I found the following in the journals of Lucy Maud Montgomery, a nice statement of the personal reasons why someone would bother going to church regularly. This is the entry dated August 23, 1901:
I sometimes ask myself why, after all, I go to church so regularly. Well, I go for a jumble of reasons, some of which are very good, and others very flimsy and ashamed of themselves. It’s the respectable thing to do — this is one of the flimsy ones — and I would be branded a black sheep if I didn’t go. Then, in this quiet uneventful land, church is really a social function and the only regular one we have. We get out, see our friends and are seen of them, and air our best clothes which otherwise would be left for the most part to the tender mercies of moth and rust.
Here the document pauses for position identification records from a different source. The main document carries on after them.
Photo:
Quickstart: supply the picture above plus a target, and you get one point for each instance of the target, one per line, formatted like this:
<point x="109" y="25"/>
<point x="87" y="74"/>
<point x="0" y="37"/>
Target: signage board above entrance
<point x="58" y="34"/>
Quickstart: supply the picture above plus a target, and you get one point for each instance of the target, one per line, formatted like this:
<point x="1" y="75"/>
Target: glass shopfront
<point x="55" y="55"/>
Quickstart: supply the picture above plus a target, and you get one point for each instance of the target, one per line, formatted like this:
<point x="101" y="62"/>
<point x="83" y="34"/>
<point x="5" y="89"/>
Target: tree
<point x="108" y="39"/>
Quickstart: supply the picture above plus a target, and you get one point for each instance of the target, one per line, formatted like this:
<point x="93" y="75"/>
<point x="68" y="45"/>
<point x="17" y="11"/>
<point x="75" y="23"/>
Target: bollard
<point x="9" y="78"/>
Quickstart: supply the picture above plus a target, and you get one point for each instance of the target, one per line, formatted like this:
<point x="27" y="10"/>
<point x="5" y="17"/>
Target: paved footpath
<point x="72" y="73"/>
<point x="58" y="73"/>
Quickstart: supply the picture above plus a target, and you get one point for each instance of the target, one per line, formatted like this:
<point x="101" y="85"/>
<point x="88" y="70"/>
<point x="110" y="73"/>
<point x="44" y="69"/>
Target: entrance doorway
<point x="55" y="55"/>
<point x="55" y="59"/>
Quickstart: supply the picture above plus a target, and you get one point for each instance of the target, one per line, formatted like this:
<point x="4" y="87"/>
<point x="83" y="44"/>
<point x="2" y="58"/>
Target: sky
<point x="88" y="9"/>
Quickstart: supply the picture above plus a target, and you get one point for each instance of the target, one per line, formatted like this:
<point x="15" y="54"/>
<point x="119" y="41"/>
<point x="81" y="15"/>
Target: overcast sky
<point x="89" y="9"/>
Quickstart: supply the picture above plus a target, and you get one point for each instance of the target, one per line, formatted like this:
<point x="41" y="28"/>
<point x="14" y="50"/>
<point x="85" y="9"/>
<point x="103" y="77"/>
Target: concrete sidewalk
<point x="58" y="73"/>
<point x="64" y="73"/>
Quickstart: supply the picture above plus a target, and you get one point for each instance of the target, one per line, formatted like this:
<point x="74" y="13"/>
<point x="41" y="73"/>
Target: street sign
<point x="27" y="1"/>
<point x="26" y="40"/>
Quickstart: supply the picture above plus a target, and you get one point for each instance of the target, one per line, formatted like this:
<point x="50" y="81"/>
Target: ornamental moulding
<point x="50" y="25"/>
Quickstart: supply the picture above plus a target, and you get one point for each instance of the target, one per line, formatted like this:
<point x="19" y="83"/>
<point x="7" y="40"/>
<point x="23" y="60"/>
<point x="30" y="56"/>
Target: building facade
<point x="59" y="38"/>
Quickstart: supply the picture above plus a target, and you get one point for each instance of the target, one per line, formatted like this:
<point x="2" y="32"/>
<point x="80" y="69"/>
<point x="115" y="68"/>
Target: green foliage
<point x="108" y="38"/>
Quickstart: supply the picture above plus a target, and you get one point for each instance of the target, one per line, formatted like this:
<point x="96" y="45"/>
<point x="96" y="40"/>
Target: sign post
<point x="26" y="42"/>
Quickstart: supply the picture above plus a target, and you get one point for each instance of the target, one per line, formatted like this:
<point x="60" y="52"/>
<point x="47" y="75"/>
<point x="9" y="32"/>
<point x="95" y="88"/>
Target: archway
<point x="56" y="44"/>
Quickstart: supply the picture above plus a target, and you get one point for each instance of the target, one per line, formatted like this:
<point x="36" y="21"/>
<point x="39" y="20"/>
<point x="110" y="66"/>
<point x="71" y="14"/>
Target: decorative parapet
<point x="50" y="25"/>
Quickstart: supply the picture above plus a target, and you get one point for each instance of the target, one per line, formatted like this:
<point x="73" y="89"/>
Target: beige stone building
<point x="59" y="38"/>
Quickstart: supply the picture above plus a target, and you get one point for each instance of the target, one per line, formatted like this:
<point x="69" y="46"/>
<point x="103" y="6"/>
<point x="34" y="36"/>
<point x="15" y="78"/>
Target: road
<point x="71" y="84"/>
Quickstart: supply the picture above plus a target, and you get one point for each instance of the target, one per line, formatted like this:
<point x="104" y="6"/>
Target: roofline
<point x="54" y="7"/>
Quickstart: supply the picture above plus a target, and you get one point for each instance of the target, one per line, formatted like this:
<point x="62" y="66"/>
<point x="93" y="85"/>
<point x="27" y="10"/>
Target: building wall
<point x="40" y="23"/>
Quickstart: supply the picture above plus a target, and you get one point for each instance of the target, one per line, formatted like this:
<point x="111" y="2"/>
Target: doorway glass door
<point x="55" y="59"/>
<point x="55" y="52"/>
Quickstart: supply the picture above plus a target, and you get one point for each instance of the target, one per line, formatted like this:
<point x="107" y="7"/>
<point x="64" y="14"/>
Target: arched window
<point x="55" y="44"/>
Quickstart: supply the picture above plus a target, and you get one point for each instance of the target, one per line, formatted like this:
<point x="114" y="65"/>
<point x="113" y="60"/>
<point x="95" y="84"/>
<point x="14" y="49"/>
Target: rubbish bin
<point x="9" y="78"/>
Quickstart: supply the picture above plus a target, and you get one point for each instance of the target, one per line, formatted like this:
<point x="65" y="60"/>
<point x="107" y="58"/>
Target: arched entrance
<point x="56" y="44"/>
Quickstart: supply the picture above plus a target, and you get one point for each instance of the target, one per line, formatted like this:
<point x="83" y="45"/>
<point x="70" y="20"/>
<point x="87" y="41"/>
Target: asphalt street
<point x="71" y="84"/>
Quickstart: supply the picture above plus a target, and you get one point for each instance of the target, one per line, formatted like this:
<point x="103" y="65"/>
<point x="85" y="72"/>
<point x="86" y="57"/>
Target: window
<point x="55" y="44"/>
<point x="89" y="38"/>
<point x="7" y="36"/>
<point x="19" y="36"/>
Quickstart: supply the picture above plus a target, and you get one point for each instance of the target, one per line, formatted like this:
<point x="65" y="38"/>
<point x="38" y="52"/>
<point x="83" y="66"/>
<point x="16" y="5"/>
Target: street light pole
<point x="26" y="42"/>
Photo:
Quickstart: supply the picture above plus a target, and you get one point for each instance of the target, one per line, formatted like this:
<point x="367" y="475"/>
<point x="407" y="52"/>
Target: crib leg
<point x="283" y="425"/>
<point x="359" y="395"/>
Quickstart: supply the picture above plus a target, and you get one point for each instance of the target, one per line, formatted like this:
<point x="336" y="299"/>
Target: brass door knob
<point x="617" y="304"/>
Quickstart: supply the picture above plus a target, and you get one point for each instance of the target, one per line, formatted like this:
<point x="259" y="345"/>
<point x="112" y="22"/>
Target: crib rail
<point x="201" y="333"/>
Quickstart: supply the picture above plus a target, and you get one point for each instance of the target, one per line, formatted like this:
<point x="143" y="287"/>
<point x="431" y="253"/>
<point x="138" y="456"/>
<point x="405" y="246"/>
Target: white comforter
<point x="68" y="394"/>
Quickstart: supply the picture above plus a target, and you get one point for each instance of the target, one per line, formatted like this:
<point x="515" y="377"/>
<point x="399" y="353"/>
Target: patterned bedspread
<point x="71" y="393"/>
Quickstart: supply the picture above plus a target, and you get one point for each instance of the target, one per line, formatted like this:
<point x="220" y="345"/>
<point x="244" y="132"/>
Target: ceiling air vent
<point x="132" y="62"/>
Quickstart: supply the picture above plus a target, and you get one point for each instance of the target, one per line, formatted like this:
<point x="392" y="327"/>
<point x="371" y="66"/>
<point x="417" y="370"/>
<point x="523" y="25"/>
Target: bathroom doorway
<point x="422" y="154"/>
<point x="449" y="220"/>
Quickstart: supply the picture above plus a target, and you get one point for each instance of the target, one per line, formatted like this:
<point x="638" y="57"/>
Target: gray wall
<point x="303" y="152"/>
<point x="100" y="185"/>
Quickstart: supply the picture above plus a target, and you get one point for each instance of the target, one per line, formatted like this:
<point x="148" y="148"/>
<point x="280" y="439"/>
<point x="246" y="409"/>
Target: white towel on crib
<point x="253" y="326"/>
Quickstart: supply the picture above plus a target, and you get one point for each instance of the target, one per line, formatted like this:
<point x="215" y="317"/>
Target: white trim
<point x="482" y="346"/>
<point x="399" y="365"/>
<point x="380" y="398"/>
Oh, you miserable reasons! Now for a few better ones!
I go to church because I think it well to shut the world out from my soul now and then and look my spiritual self squarely in the face. I go because I think it well to search for truth everywhere, even if we never find it in its entirety; and finally I go because all the associations of the church and service make for good and bring the best that is in me to the surface — the memories of old days, old friends, childish aspirations for the beautiful and sacred. All these come back, like the dew of some spiritual benediction — and so I go to church. [The Selected Journals of L. M. Montgomery: Volume I: 1889-191, ed. Mary Rubio and Elizabeth Waterston (Toronto: Oxford University Press, 1985), p. 262]
It’s good to read a little Lucy Maude. I read some of her journals when I was younger – back when I used to read famous people’s diaries. She’s pretty awesome.
This is lovely–thanks for posting it.
Very interesting, and relevant to the discussion that’s been going on some of the other UU blogs about why people choose to go (or not go) to UU churches today.